Learning the Customer Isn’t Always Right

How I learned that I’m not just the client’s developer, I’m their only source for what they should be doing on the Internet

Being a freelance developer in bohunk Tennessee can be summed up as simply “feast or famine.” When the clients are coming in and your JavaScript doesn’t need to be debugged, you feel as if you own the world. When no one needs your services and cold-calling leads turns up nothing, you question why you ever stopped studying economics in the first place. How we handle the famine sets us up for success when the feast comes our way.

Like most of my clients, SPR found me through word of mouth. I had done a simple events page for a friend of theirs and they wanted me to build a simple Single Page Application for their start-up. Simple enough, I thought. Looking at their competitors, it seemed anyone with a Bootstrap template would at least be on par with the market and adding any jQuery or Angular would make it look light years ahead. I sent them a contract and figured it wouldn’t take more than 20hrs to finish. Then the questions poured in.

At least 5 times a day I would receive an email from my contact at the company (always know the one person you are going to be talking to!) with “ideas” that he had gathered from his Google searches. He wanted to add databases, web sockets, live updates through Instagram, even a custom CMS since “there’s so many out there, can’t you just build us one?” After the first week of niceties, I knew I had to make a choice. And as I was in famine mode, it was a pretty hard one.

We had a contract that outlined the things I was responsible for and since he was a friend of a friend I was giving him a rate of almost minimum wage. Adding to the contract would have been easy and each component that they wanted would have meant more money in my pocket and more importantly more food on my shelves. But what was in the contract was all that they needed to get started and test the market. Sure having all the “extras” would make them feel as if they were more superior than their competitors but all of the extra components either didn’t add value to their page or in some cases took value away. I could take the money or I could help them understand what the page should do for them.

I asked them to coffee to discuss the “upgrades” they wanted and even as I was sitting down with my java I wasn’t quite sure which way I would lean. Running through the list of ideas they had, one question came up time and time again and they never seemed to have an answer: “why do you want that?”
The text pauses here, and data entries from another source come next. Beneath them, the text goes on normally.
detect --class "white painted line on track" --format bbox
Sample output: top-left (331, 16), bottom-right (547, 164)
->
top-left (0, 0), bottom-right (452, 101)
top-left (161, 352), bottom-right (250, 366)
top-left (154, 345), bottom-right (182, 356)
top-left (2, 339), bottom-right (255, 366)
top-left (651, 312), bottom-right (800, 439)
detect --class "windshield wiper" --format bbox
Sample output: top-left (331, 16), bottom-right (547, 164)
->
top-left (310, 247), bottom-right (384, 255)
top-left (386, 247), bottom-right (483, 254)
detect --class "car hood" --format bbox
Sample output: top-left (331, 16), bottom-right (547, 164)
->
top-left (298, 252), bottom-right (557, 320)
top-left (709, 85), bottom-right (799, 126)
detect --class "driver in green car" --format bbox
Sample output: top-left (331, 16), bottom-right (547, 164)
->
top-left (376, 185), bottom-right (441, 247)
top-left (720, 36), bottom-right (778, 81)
I quickly realized that they didn’t understand that the point of the web page was to simply sell the user on clicking the button they wanted them to click. Even though the clients were computer literate and surfed the web as much as their customers, they couldn’t see that the page they were building in their minds was the same type of page that they click away from in the wild. My choice was made the moment I realized adding anything to their contract would be like taking candy from a baby. And momma didn’t raise no candy thief.

After talking to them for an hour and getting nowhere closer to a resolution on their needs vs their desires, I decided to change gears. If they didn’t understand what they needed from a web page, I was going to have to figure it out for them and the only way I was going to do that was with their help. Taking out my notebook and pen, we started building user profiles.

I never discussed UX with them nor did I try to explain to them the current best practices in design. Instead I used what they knew, their customers, and what they wanted their customers to do, register for services, and we slowly started building a user interface based upon that. Instead of fighting over what needed to be included and what didn’t, we all started wireframing our own ideas based upon the user profiles. Some ideas were better than others, but the gauge was always “how does this help the user succeed and the business succeed?” Without me having to dictate what was best and what was garbage, they started to realize it themselves.

After a long UX wireframing experience, we had finally fleshed out their needs, their customers’ needs, and how the web page needs to facilitate them. I had found that my ideas of what they needed were not only wrong but harmful. They saw that their desires for cutting-edge tech and bloated Flash was harmful to both themselves and their users. Through doing what we should have done during our first meeting, we finally had a strong starting point and a solid understanding of each other’s goals in the agreement.

On top of it all, I felt invigorated for the project. No longer was I building a page for some random person. Instead, I was apart of their team. We had overcame our egos and our desire to be right in order to build something that wasn’t ground breaking but fulfilling.

Sure, I was still in famine-mode and the cash would have been nice. But there’s something great about helping others find their answers instead of using their ignorance to pad your pocket book. From this client on, however, UX/UI is going to be the first discussion, not the last.